I am going to introduce my own acronym that I think would be more beneficial to our younger children. CRAP (Creativity, Representation, Artistry, Problemsolving/Critical thinking/Logic)

Creativity is self-explanatory. We need to give our children and students the freedom to choose, to create, and to enjoy the activity they have chosen to engage in.

Representation is to foster an understanding that “not everything is what it seems” In the same way x represents a number in an algebraic formula, much of our world is not face value. Some ideas have more than one meaning. Books often have a hidden meaning to a simple story. A piece of art may represent something else other than what is shown. It may mean different things to different people. If you hear a song about Mary Jane, do you wonder who it is about? Or, what it is?

Artistry. Drawing, playing music, dancing, writing a story, building a lego castle, painting, designing, acting, dressing up, cooking, need I say more.

Problem solving/Critical Thinking/Logic. Our children need to solve problems. This is a part of math for sure. But a problem is a problem. How many problems do our children encounter climbing a tree, building a model, playing in a park, or even outside at recess? Many. Solving these problems on their own gives them the confidence to solve other, more larger problems. Critical Thinking/Logic, the ability to question, to look at something and wonder why it is the way it is. We don’t want to raise robots. When they hear someone say that they are “Going to build a wall” they have the ability to question the validity of said wall, not just go “Great Idea!!”
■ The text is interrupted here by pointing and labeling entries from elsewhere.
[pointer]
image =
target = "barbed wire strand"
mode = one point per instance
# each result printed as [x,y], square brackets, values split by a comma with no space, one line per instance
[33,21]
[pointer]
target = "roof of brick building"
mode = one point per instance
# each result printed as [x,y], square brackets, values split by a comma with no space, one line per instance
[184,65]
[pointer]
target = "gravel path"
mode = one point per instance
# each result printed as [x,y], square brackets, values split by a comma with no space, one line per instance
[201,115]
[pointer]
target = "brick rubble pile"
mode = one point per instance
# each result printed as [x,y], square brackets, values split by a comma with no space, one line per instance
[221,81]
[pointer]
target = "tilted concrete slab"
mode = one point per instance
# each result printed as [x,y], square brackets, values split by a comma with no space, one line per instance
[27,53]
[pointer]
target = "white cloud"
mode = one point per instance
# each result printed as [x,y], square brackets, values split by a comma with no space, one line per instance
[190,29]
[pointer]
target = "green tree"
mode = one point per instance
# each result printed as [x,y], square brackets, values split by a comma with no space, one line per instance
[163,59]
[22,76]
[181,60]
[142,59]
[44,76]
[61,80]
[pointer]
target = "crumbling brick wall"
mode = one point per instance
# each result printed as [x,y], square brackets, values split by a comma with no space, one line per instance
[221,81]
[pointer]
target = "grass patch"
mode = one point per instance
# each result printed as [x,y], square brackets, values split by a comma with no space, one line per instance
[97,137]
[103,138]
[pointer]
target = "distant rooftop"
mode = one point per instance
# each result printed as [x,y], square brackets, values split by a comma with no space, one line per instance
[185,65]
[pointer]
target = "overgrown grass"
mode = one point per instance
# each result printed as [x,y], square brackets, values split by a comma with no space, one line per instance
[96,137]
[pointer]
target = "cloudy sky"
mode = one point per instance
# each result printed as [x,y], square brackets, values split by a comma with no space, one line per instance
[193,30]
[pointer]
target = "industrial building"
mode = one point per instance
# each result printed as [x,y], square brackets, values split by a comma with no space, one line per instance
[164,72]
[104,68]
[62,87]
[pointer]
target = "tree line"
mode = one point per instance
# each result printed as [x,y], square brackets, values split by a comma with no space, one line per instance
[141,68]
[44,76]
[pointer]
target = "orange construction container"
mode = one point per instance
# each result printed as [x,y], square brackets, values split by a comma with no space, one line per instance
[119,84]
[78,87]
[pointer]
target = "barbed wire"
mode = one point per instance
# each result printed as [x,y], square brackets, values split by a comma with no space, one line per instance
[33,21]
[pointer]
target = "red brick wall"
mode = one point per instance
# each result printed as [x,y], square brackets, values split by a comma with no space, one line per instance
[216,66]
Critical thinking is such an important skill. Critical thinking creates problems to solve. “What happens if we do it this way?” That’s critical thinking.

These skills are all so extremely relevant in our world today. Top down, teacher led instruction on the “right way” to get to an answer can diminish the resolve of our kids to question. Standardized testing and being taught to the test is taking away our creativity. Yes we need technology, but what good is a code writer who can’t solve the problem of why his/her algorithm won’t work. Or one who can’t apply it to invent a new app. How important is problem solving and creativity to a surgeon when something goes wrong on a routine appendectomy?

I’m not sure CRAP will catch on right away. Perhaps, if I think about it critically, it may not have been the best acronym.